Choosing your own validation data

tennies · May 13, 2021, 3:12pm

Hello. One capability that I’ve found lacking in Edge Impulse is that ability to choose my validation data. I think technically it would be possible using the Keras ‘expert mode’ but I’m not even clear how I would distinguish which rows of the training tensor correspond to which samples in my dataset. It would be very beneficial to have the ability to label data as validation data so I can control the distribution of samples that I validate my training data against.

If anyone has any quick tips on how to map from the training matrix X available in the keras expert mode to the names of the sample from my dataset, that would also be very helpful.

Thanks!

janjongboom · May 15, 2021, 5:58pm

Hi @tennies, why exactly would you want this? Isn’t the random split that we make more beneficial as it gives a proper indication of performance, and cannot be gamed easily. The test set you can build up separately.

@dansitu can comment as well.

dansitu · May 19, 2021, 6:06pm

Hi @tennies,

There isn’t currently a mechanism for doing this, but we’re planning to support different validation splits (for example, stratified samples across the labels of a classifier). Would this help with your use case or are you looking for something different?

Warmly,
Dan

tennies · May 19, 2021, 7:10pm

Hey guys, thanks for the input.

@janjongboom
Maybe the simplest way to say it is you may want to control the validation split for the same reasons you would want to control the test split.

The random split i think is fine if your data is exactly balanced in terms of the target classes and the characteristics of the data. But often data is coming from several distributions with varying characteristics (e.g. different test subjects, test environments, noise, sensor mounting, etc), or there is a high degree of class imbalance, so that striating the data (i.e. separating your data into subgroups before splitting) may be necessary to get a ‘fair’ evaluation.
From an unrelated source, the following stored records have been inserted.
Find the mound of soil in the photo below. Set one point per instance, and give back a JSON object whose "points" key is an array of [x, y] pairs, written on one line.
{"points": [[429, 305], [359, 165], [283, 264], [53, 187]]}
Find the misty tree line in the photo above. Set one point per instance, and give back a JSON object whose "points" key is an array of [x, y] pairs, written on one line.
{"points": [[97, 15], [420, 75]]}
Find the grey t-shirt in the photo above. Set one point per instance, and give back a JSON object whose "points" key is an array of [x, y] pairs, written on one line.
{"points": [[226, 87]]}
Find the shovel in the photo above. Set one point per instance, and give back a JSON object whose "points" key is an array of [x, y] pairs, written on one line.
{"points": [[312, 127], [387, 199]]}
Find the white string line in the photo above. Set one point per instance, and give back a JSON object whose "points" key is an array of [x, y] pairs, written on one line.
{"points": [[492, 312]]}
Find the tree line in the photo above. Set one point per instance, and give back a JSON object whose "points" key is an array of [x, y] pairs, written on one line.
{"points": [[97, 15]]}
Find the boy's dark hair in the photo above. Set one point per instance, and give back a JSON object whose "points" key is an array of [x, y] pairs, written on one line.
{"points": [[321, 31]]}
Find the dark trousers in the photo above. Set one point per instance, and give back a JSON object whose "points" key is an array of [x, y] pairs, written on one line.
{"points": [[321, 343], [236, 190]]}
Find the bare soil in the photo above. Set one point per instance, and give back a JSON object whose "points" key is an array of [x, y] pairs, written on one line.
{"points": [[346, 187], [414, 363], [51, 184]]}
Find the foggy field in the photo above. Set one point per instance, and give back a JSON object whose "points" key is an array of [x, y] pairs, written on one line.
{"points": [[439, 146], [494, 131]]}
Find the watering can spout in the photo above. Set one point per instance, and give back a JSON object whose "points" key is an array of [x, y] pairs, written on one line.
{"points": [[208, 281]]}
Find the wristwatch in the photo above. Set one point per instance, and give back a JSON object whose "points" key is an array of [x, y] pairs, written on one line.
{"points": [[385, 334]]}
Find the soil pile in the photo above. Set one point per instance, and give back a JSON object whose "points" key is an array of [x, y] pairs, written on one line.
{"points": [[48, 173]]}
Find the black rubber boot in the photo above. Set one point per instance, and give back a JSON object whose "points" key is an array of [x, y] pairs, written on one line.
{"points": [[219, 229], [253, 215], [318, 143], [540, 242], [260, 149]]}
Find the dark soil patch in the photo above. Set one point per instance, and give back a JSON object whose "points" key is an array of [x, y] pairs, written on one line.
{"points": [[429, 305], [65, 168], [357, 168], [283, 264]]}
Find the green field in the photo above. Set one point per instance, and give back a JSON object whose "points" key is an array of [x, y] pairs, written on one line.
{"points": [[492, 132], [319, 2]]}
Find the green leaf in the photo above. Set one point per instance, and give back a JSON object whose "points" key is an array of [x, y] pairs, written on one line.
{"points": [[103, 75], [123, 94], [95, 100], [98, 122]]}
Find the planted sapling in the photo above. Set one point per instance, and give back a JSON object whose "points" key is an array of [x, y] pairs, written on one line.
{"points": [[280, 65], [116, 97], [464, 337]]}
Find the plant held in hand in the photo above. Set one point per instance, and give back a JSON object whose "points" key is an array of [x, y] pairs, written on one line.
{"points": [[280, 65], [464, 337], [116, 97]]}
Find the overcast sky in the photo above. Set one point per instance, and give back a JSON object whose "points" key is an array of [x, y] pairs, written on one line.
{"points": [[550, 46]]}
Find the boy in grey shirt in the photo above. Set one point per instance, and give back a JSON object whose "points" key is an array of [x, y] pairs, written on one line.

One simple example where you would probably want this is to make sure that all ‘subwindows’ of a sample (i.e. the sliding window applied by edge impulse) belong to the same fold.

In a more complicated example, you may have a limited homebrew dataset that is high quality but you want to leverage some publicly available datasets to make your model more robust. In this case it may be helpful to control your validation data s.t. it matches more closely with your test data, and include less trusted data, or synthetic data, only in the training set (and verify it actually helps model performance). If not you could end up in the situation where you get high validation performance (on account of the more plentiful mismatched data) but low test performance, and if you’re constantly looking at your test set to tweak model performance than it kind of defeats the purpose of having a test set

@dansitu
I think stratifying by class label would help with class imbalance, but being able to stratify by metadata tags would be more powerful.

Again, a hacky way to achieve this would be to just have a reliable method to map from the rows in the X/Y tensors to the sample names (not sure if this can be done currently) - that way I could just encode simple metadata into the names of the samples when I upload them, and decode them in the keras expert mode to decide the validation split.

dansitu · May 20, 2021, 8:03pm

Glad to hear this is what you are looking for—I agree with all of your points and we’re working towards adding both metadata and stratified sampling.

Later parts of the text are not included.